Making it near the top as a business school in today's collegiate market isn't easy. One must compete with Harvard, Stanford, the Wharton School at the University of Pennsylvania, and the Kellogg School at Northwestern. Yet over the next 10 years, Washington University will try to move into this league.

The undertaking will be expensive. Good business professors demand two or three times the $30,000 salary of a humanities professor. Business profs are also on the move -- as WU found out recently when a top-flight finance instructor left for a New York investment banking firm after only a few semesters.

Despite these trials, the school, now housed in the new $14.5-million John E. Simon Hall, has doubled its faculty, attracting luminaries such as Murray L. Weidenbaum, former chairman of President Reagan's Council of Economic Advisers.

One of the first moves WU has made is to start an MBA program for mid-career executives -- one that is already drawing attention in corporate circles.

The school already has decided not to overemphasize the ``glamor'' fields of finance and investment banking, preferring to make its reputation through a strong program of basics: accounting, marketing, production, and management -- as well as finance. If an MBA program could be compared to a football team, WU's would emphasize line play and blocking, rather than a razzle-dazzle backfield. ``We want to be strong up the middle,'' says WU professor James Little.

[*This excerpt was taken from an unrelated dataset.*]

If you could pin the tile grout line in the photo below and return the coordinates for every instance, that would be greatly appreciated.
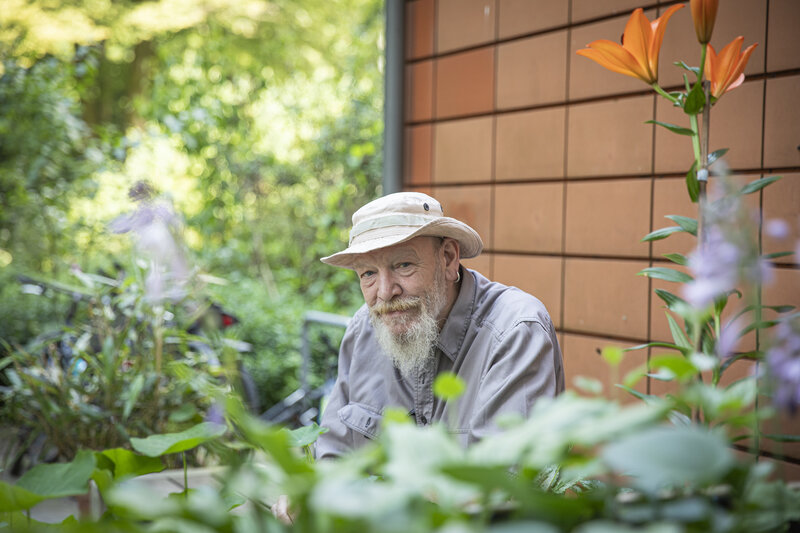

Dean Robert Virgil wants students to combine applied business practice with a strong course of business theory. ``Intellectually,'' he says, ``the business school should be at the center of the college.'' Mr. Virgil is working to see that students approach business from a broad, interdisciplinary base. ``Students need a background in political science, technology, and economics'' in order to be effective in today's business world, he says.

The school has also distinguished itself as the founder and host of a nine-college consortium that gives fellowships to minority students working to advance in business. ``There still are few blacks to be found in levels above middle management,'' says Virgil.